Lysogeny in Human Viruses
The lysogenic concept applies beyond bacteria. Several viruses that infect humans use a similar latency strategy, though the terminology shifts slightly. When a virus integrates into a human cell’s genome, the integrated form is called a provirus rather than a prophage, but the principle is the same.
HIV is a well-known example. After infecting certain immune cells, HIV can integrate its genetic material into the host cell’s DNA and go silent. These latently infected cells show almost no signs of viral activity. The viral DNA just sits within the genome of resting immune cells, undetectable by the immune system. If antiviral treatment is stopped, even a single reactivated cell can begin producing virus again, and measurable virus levels typically return within two weeks of stopping medication. This latent reservoir is the primary reason HIV cannot be cured with current drugs.
Herpesviruses follow a related pattern. After an initial infection, viruses like herpes simplex and varicella-zoster (the virus behind chickenpox and shingles) retreat into nerve cells and remain dormant, sometimes for decades. Stress, illness, or immune suppression can reactivate them, producing new symptoms long after the original infection.
Ancient Viruses in Your DNA
Lysogeny’s impact stretches far beyond individual infections. Roughly 8% of the human genome is made up of sequences left behind by ancient retroviruses that integrated into the DNA of our ancestors millions of years ago. These are called human endogenous retroviruses. They followed the same basic pattern as lysogeny: viral DNA inserted into host chromosomes and got passed down through every subsequent generation.
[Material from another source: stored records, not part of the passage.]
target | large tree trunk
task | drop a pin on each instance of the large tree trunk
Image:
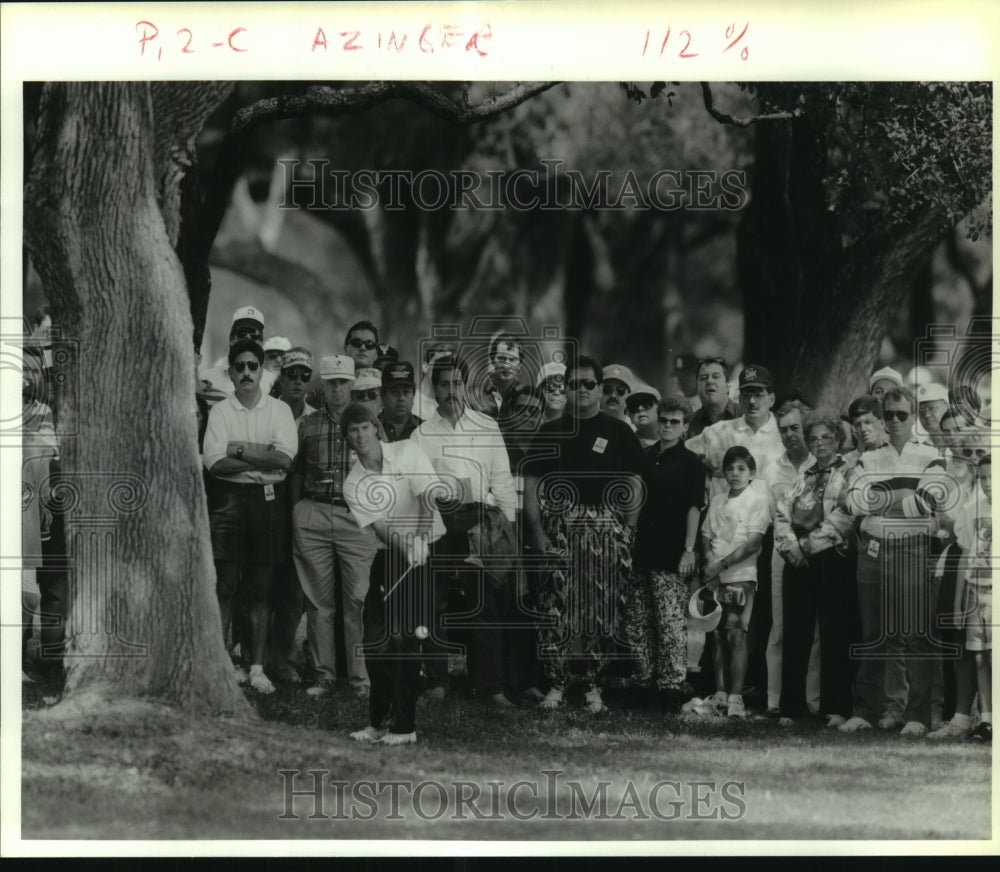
(102, 218)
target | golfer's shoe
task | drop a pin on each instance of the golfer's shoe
(948, 730)
(553, 699)
(259, 681)
(396, 739)
(735, 708)
(593, 701)
(368, 734)
(891, 721)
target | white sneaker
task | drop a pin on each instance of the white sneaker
(891, 721)
(553, 699)
(396, 739)
(368, 734)
(948, 730)
(259, 681)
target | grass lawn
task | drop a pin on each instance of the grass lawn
(145, 772)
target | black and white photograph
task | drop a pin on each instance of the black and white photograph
(451, 464)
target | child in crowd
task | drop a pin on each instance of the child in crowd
(731, 539)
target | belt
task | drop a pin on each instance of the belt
(330, 501)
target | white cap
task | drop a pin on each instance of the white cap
(887, 372)
(249, 313)
(551, 369)
(928, 393)
(366, 378)
(696, 618)
(337, 366)
(277, 343)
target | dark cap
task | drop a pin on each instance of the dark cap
(754, 376)
(398, 373)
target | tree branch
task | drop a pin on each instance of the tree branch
(725, 118)
(340, 101)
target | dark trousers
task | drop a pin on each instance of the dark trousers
(821, 590)
(392, 650)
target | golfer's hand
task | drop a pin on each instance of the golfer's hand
(687, 565)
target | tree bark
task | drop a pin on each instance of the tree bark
(101, 220)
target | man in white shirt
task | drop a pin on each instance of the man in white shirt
(250, 442)
(467, 450)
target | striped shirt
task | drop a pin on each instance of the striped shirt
(891, 484)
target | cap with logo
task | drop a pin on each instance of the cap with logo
(887, 373)
(399, 373)
(296, 357)
(932, 392)
(337, 366)
(366, 378)
(754, 376)
(249, 313)
(640, 392)
(277, 343)
(622, 373)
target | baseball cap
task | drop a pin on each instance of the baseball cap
(365, 378)
(296, 357)
(640, 391)
(754, 376)
(622, 373)
(277, 343)
(550, 370)
(386, 354)
(400, 373)
(928, 393)
(887, 372)
(249, 313)
(704, 611)
(337, 366)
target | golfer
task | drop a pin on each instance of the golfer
(386, 490)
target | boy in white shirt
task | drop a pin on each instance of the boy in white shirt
(731, 539)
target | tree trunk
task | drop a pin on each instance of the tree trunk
(101, 220)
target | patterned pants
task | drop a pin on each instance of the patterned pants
(656, 628)
(582, 596)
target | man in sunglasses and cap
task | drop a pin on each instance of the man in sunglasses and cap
(249, 446)
(891, 484)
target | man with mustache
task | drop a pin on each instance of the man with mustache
(250, 443)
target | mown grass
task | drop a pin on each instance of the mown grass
(147, 772)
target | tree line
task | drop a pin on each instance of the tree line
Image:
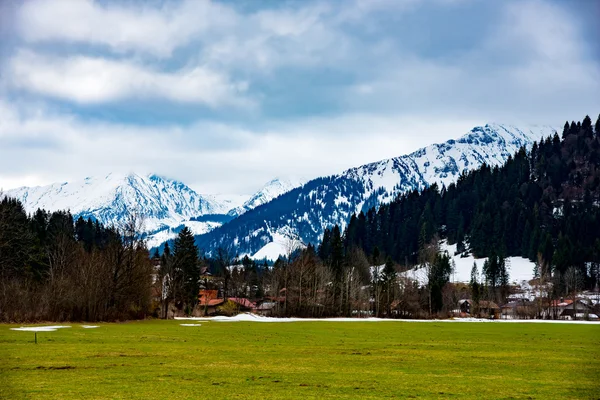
(54, 268)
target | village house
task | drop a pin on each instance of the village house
(486, 309)
(570, 310)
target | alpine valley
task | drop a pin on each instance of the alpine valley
(302, 214)
(166, 205)
(262, 225)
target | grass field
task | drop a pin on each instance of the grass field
(161, 359)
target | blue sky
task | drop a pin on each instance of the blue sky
(225, 95)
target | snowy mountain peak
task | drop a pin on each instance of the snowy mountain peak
(165, 204)
(324, 202)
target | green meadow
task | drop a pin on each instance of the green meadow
(311, 360)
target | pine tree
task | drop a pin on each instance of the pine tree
(566, 130)
(187, 268)
(475, 289)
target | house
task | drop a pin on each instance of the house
(209, 304)
(569, 309)
(486, 308)
(520, 308)
(267, 308)
(243, 304)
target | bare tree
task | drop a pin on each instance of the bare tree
(573, 283)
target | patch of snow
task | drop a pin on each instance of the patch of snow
(49, 328)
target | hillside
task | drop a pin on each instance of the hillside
(304, 213)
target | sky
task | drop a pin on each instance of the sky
(226, 95)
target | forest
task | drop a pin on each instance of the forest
(543, 204)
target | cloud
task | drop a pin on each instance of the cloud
(157, 31)
(91, 80)
(211, 157)
(330, 84)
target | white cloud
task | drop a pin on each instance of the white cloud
(97, 80)
(123, 28)
(211, 157)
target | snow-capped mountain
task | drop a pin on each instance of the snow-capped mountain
(166, 205)
(305, 212)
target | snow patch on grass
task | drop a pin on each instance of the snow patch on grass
(50, 328)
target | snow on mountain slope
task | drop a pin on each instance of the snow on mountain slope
(163, 202)
(443, 163)
(520, 270)
(324, 202)
(166, 205)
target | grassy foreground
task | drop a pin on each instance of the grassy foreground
(161, 359)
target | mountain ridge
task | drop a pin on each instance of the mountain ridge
(324, 202)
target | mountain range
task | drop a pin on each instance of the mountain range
(165, 204)
(265, 224)
(302, 214)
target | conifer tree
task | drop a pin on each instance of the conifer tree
(187, 268)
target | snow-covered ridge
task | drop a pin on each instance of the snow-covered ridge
(324, 202)
(165, 204)
(443, 163)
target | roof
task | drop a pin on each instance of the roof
(211, 302)
(242, 302)
(487, 304)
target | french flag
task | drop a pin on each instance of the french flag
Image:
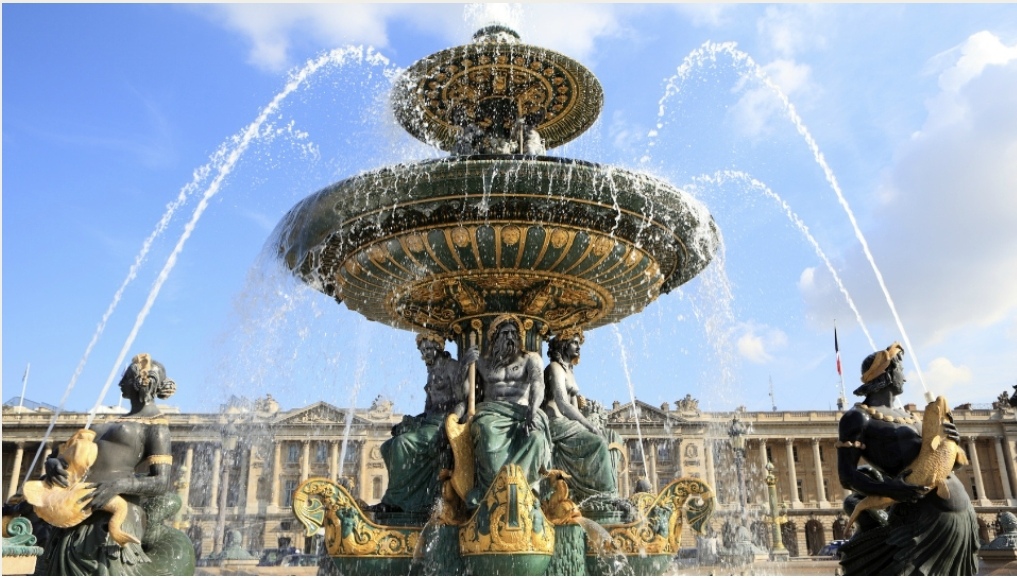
(836, 347)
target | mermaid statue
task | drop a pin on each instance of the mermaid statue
(106, 492)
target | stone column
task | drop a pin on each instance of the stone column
(653, 467)
(277, 471)
(305, 461)
(1008, 451)
(1004, 474)
(251, 505)
(972, 455)
(820, 482)
(15, 473)
(189, 464)
(711, 476)
(217, 465)
(793, 475)
(334, 472)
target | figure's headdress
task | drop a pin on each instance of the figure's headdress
(148, 378)
(874, 369)
(881, 362)
(430, 336)
(501, 320)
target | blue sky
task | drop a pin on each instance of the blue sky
(118, 116)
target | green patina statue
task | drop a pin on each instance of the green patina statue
(418, 450)
(930, 530)
(121, 490)
(579, 447)
(509, 425)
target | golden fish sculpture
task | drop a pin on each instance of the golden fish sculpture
(938, 457)
(64, 507)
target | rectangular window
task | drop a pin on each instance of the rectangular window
(288, 488)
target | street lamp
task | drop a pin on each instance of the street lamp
(776, 517)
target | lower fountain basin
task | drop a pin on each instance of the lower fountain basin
(446, 244)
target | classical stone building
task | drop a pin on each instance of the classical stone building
(250, 456)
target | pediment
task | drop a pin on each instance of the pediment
(319, 413)
(645, 412)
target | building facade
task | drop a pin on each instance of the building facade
(238, 468)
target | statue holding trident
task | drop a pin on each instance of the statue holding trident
(418, 450)
(509, 425)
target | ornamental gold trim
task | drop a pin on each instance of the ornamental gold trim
(319, 503)
(509, 520)
(658, 530)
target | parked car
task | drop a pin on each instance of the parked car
(831, 550)
(300, 560)
(275, 556)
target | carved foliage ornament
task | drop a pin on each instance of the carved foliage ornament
(320, 503)
(509, 520)
(658, 531)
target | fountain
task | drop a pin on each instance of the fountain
(458, 247)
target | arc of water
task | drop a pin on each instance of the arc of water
(185, 192)
(242, 142)
(709, 51)
(721, 176)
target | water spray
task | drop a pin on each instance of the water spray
(708, 52)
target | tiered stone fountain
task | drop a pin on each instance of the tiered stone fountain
(497, 227)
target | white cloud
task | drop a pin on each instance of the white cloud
(943, 227)
(788, 31)
(271, 29)
(758, 344)
(941, 376)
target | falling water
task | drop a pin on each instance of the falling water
(632, 396)
(358, 382)
(242, 142)
(708, 53)
(199, 176)
(722, 176)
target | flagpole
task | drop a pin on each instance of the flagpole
(842, 402)
(24, 385)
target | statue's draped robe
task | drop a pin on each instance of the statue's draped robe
(499, 438)
(932, 536)
(414, 458)
(86, 550)
(583, 455)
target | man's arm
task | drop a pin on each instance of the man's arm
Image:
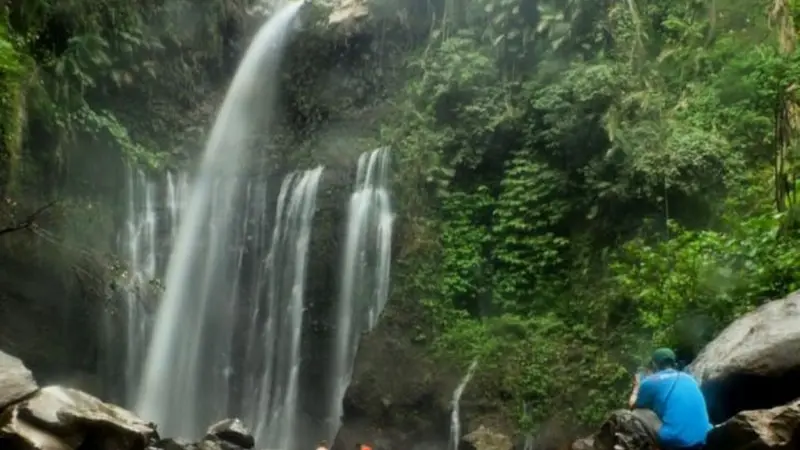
(634, 392)
(640, 397)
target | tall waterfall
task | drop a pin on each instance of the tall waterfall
(273, 346)
(153, 210)
(365, 270)
(455, 413)
(188, 372)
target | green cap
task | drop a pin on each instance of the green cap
(664, 357)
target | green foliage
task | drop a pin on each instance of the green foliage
(604, 178)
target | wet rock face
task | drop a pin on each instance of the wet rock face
(50, 319)
(485, 439)
(775, 428)
(232, 431)
(754, 363)
(16, 381)
(61, 418)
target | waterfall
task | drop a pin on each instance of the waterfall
(153, 210)
(186, 381)
(365, 270)
(273, 348)
(455, 414)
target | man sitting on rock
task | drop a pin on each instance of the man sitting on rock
(676, 399)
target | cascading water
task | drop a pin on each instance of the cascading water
(365, 270)
(153, 210)
(272, 359)
(186, 380)
(455, 413)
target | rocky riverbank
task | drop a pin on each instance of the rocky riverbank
(62, 418)
(748, 374)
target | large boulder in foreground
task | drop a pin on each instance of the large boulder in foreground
(58, 417)
(486, 439)
(16, 381)
(775, 428)
(754, 363)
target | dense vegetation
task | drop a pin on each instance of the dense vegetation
(601, 178)
(578, 181)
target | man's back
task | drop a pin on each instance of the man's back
(677, 400)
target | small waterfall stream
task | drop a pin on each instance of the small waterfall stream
(364, 273)
(188, 375)
(455, 414)
(153, 211)
(271, 406)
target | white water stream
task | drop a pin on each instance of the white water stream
(365, 271)
(455, 413)
(186, 382)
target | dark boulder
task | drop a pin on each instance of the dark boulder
(755, 362)
(231, 431)
(16, 381)
(68, 418)
(483, 438)
(769, 429)
(623, 430)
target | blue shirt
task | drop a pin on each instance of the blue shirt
(676, 399)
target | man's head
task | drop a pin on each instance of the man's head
(663, 358)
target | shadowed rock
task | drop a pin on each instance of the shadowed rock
(776, 428)
(232, 431)
(754, 363)
(485, 439)
(16, 381)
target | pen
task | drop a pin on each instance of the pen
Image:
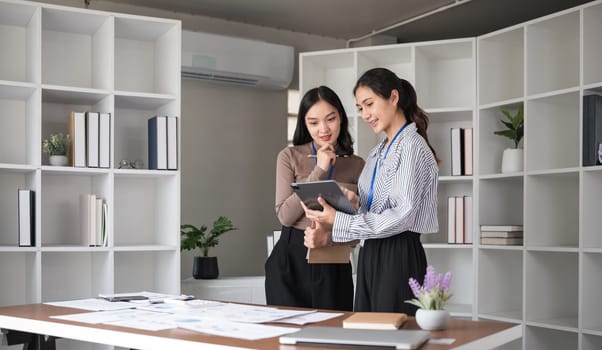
(341, 156)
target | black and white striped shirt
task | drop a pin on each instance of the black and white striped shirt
(405, 192)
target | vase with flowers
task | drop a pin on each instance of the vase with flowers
(431, 299)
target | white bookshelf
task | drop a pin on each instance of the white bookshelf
(64, 59)
(551, 284)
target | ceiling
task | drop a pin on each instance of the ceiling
(350, 19)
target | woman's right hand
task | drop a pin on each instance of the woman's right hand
(326, 157)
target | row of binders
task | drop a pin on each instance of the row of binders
(90, 139)
(94, 221)
(459, 220)
(502, 234)
(163, 143)
(461, 151)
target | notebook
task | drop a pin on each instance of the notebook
(400, 339)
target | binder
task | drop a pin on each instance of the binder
(172, 143)
(157, 143)
(92, 139)
(77, 130)
(26, 212)
(104, 140)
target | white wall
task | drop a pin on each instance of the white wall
(230, 138)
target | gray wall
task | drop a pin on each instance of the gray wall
(230, 138)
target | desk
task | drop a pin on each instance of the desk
(34, 318)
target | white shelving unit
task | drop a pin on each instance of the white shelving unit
(63, 59)
(551, 284)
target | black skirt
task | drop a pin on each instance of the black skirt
(291, 281)
(384, 269)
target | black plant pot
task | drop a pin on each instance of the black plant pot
(205, 267)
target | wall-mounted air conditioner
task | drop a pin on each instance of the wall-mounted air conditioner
(235, 60)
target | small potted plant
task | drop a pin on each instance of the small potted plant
(57, 147)
(204, 266)
(512, 158)
(431, 299)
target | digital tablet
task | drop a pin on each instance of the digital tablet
(327, 189)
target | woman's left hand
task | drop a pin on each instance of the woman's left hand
(325, 216)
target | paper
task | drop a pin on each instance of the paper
(309, 318)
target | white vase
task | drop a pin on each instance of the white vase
(432, 320)
(512, 160)
(58, 160)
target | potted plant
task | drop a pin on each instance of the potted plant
(57, 146)
(512, 158)
(431, 299)
(204, 266)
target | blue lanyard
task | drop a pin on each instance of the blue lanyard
(371, 192)
(315, 152)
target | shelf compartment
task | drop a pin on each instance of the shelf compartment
(591, 342)
(396, 58)
(147, 56)
(77, 48)
(150, 271)
(439, 66)
(552, 136)
(501, 283)
(456, 261)
(538, 338)
(131, 131)
(491, 146)
(61, 196)
(592, 47)
(501, 66)
(553, 53)
(20, 142)
(592, 284)
(19, 31)
(75, 275)
(10, 182)
(501, 201)
(146, 210)
(552, 210)
(20, 270)
(335, 70)
(552, 291)
(445, 190)
(592, 202)
(439, 134)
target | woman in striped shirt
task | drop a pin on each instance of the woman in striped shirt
(397, 197)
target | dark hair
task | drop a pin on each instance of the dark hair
(382, 81)
(302, 136)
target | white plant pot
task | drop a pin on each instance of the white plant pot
(512, 160)
(431, 320)
(58, 160)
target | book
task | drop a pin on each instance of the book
(157, 143)
(375, 320)
(459, 220)
(104, 140)
(506, 228)
(502, 234)
(77, 132)
(92, 139)
(468, 152)
(172, 143)
(332, 254)
(501, 241)
(457, 140)
(451, 220)
(592, 129)
(26, 212)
Most of these ancient viral sequences have accumulated so many mutations over time that they can no longer produce functional viruses. But they aren’t all junk. Some play active roles in normal human biology, including gene regulation and placental development. Others have been linked to disease processes. The fact that nearly one in twelve letters of your genetic code traces back to viral insertion is one of the most dramatic long-term consequences of lysogeny-like events in nature.